Bofa analyst John Murphy has adapted his profit forecast for Tesla. The reason is probably challenges in the announced mass production of the Model Y.
• Bofa analyst lowers profit forecast
• Tesla-CFO expects production losses
• Cost increase possible
According to Bank of America Analyst John Murphy, Tesla is on a long-term growth path. However, short -term challenges have to be overcome. The switch to the new model Y and falling sales prices in particular could burden the electric car manufacturer.

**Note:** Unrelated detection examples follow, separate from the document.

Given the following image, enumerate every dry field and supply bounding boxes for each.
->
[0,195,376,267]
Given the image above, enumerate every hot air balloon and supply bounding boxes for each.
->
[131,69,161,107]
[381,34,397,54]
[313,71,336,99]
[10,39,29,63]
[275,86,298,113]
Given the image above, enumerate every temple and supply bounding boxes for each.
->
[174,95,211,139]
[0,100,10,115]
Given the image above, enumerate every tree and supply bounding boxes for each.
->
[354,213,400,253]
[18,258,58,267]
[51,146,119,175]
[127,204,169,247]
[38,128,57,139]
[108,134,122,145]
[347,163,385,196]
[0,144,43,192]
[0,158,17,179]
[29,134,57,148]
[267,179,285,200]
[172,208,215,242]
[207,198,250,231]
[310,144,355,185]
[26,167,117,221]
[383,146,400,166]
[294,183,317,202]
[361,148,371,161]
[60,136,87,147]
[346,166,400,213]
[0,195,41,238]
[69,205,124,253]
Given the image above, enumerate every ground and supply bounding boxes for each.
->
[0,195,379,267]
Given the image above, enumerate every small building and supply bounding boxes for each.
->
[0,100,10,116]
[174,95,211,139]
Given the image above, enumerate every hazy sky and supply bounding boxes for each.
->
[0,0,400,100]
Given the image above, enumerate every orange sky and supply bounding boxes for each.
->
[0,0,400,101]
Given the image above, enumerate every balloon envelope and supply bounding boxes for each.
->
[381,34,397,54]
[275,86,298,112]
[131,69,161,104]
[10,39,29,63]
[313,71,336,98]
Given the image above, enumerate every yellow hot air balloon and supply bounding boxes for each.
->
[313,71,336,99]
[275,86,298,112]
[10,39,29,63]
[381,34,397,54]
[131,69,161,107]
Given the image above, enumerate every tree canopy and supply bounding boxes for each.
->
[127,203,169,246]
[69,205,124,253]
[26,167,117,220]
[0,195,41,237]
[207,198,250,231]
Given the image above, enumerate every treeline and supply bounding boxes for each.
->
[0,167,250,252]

“Elon Musk: The biography “. The German edition.” By Walter Isaacson, the author of the millions of millions about Steve Jobs: The ultimate and highly topical biography about Elon Musk, the most fascinating and controversial innovator of our time ” Order here on Amazon*
Model Y change: a risky step
From March 2025, the production of Model Y in all factories is to begin at the same time, as Teslarati reports. According to Tesla CFO Vaibhav Taneja, this is an impressive step, which will result in temporary loss of production: “We are confident that our team can quickly start production, but it is an unprecedented change. Known, which takes the best -selling car in the world and converts all factories at the same time. However, this is compensated for by the high run phase of production, “as Teslarati quotes in this context.

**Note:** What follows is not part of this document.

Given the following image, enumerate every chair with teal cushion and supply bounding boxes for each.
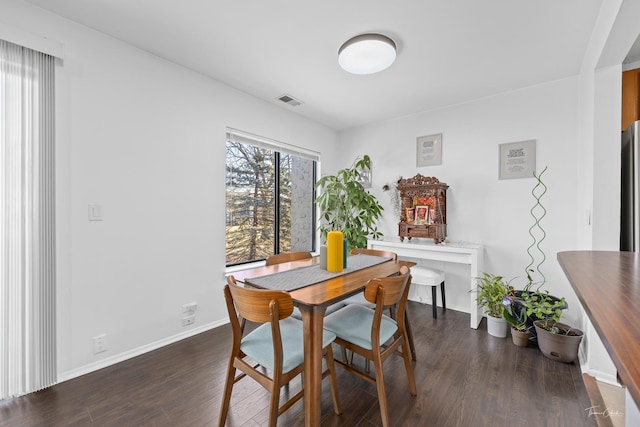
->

Murphy also has concerns about the planned changeover. He expects up to 100,000 fewer vehicles to be produced. A strategy that, according to the analyst, could be worthwhile in the long term if production is raised as planned.
Further stress factors
In addition to the change in production, Murphy sees other challenges that Tesla will have to deal with. This includes falling average sales prices that could put on sales, attractive leasing and financing offers that could lead to less profit per sold car and incentives and discounts that should be necessary to keep demand high. In this context, the analyst easily reduces its profit forecast for 2025 – from 3.15 to $ 3.05 per share. However, he sticks to his neutral rating with a price target of $ 490.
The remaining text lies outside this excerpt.